JavaScript Coding Exercises Workbook - Kauress
https://gum.co/JieDN
======
Kauress
I've been working on a JavaScript technical interview workbook for junior
devs. I've been working as coding bootcamp instructor and also running my own
training company and came to the conclusion:

The best way for junior developers to circumvent the issue of not having
enough experience/projects and still get employed is to do plenty of coding
exercises (including on old and newer ES features) without having done whole
projects on them.

This demonstrates a practical understanding of core and advanced JavaScript
concepts.

Often people have to balance multiple things while they learn to code
including part-time jobs. Therefore, they're on a time crunch and may or may
not be able to commit to doing projects. I've faced this with students before.
They have committed to learning to code but life just gets in the way.

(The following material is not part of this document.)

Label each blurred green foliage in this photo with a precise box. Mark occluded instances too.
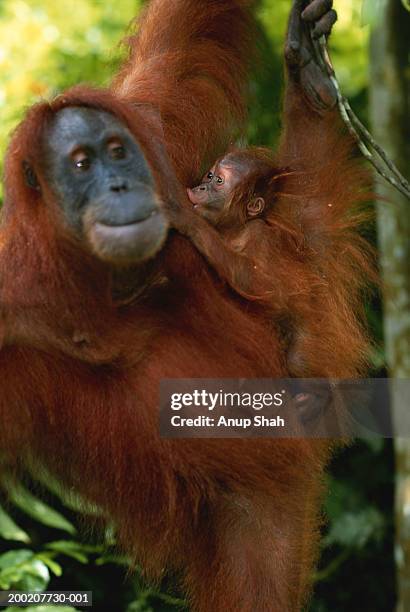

There are also people who leave everything including employment in order to
learn how to code. The more time they spend out of web-dev employment status
means the more they dip into their savings and deplete their bank balances.

So this technical guide is focused on circumventing these issues in a
practical and straightforward way.

Each section of each chapter has about 70 - 90 coding exercises + underlying
theory. The basic premise is that you read a section, practice the coding
exercises and then move on to the next section.

Therefore solidifying your base at each step. Moving you from basic to
advanced concepts.

------
bryanrasmussen
I think this should probably be a show hn post.